De overeenkomst werd op 17 januari 1948 van kracht. Het was een vervolg op de overeenkomst van Linggajati uit 1946. Ze leidde tot een wapenstilstand door het instellen van de zogenaamde 'Van Mook-lijn' en beëindigde de eerste politionele actie van de Nederlandse strijdkrachten. Java was verdeeld in gebieden die door Nederland of door de Republik Indonesia beheerst werden.

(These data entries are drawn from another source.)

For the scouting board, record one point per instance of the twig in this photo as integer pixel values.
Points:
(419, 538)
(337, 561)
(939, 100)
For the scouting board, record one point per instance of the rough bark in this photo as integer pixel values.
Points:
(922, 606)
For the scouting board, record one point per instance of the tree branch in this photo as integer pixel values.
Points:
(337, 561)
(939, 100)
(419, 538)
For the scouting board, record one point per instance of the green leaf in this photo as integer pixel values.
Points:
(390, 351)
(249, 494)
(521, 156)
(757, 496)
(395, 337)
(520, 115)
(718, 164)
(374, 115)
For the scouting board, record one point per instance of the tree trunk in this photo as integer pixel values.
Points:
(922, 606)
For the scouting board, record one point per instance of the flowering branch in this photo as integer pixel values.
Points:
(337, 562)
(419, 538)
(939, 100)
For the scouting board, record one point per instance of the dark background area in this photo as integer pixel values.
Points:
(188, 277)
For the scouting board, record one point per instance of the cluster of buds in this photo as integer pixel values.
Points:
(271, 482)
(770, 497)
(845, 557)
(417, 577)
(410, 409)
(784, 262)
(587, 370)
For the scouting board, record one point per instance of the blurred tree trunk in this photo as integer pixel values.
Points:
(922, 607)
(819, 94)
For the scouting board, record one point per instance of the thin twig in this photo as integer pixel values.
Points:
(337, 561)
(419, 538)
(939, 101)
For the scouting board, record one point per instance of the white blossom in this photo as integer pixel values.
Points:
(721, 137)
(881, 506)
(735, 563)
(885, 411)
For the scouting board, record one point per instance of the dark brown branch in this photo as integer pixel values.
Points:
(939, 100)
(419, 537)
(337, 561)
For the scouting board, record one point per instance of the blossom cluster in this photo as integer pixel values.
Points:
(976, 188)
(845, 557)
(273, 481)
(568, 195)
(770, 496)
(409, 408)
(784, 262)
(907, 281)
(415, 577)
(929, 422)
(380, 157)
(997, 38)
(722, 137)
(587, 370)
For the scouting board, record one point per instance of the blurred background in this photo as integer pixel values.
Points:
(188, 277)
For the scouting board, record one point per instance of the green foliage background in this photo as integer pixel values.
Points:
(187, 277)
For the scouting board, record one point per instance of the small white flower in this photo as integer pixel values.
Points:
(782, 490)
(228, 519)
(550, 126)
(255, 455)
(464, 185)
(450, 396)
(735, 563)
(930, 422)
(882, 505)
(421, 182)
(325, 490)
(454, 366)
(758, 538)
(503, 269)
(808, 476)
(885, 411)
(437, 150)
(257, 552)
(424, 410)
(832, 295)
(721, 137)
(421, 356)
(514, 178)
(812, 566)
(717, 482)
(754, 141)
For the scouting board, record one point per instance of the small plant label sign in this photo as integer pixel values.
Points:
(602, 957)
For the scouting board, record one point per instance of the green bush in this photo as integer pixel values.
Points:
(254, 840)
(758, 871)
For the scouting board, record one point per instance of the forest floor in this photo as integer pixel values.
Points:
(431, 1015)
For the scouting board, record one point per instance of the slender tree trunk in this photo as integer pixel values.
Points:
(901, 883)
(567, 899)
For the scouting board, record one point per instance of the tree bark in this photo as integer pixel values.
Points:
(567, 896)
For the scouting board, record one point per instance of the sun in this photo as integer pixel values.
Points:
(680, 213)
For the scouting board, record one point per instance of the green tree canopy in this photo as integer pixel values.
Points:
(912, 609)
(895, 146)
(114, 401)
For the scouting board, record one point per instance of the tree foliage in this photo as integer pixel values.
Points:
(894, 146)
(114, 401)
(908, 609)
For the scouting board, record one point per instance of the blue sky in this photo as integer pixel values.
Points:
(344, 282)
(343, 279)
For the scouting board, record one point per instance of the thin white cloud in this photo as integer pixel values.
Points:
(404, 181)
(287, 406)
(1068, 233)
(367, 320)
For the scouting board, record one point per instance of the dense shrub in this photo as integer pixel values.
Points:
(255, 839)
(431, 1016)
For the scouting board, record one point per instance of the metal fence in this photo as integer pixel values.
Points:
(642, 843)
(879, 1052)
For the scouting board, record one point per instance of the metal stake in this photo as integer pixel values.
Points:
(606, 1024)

De naam van de overeenkomst is gekozen vanwege de plaats van samenkomst; het Amerikaanse marine transportschip USS Renville dat als hoofdkwartier van de VN-wapenstilstandscommissie geankerd lag in de baai van Jakarta.
Prelude
[bewerken | brontekst bewerken]De oorlogshandelingen tussen het Nederlandse bewind en de Republik Indonesia hadden Australië, dat de Indonesische onafhankelijkheid steunde, ertoe gebracht resolutie 27 bij de Veiligheidsraad van de Verenigde Naties in te dienen die de strijdende partijen opriep een wapenstilstand in te stellen. Deze resolutie werd op 1 augustus aangenomen, en de Nederlandse luitenant gouverneur-generaal van Mook gaf op 5 augustus 1947 gehoor aan deze oproep. De Veiligheidsraad nam vervolgens op 25 augustus een door de Verenigde Staten ingediende resolutie aan die voorstelde een Commissie van Goede Diensten in te stellen die zou helpen te zoeken naar een vreedzame uitkomst van het Nederlands-Indonesisch conflict. Deze commissie zou bestaan uit drie leden, waarvan een aangesteld door Nederland, een door Indonesië en een lid waar beide partijen zich in konden vinden. De Nederlanders kozen voor een Belgische vertegenwoordiger (Paul van Zeeland), de Indonesiërs voor een Australiër (Richard Kirby), en daarnaast werd een Amerikaan, Frank P. Graham aangesteld als voorzitter waar beide partijen zich in konden vinden. Op 29 augustus werd door de Nederlanders unilateraal een wapenstilstandslijn ingesteld, de van Mook-lijn.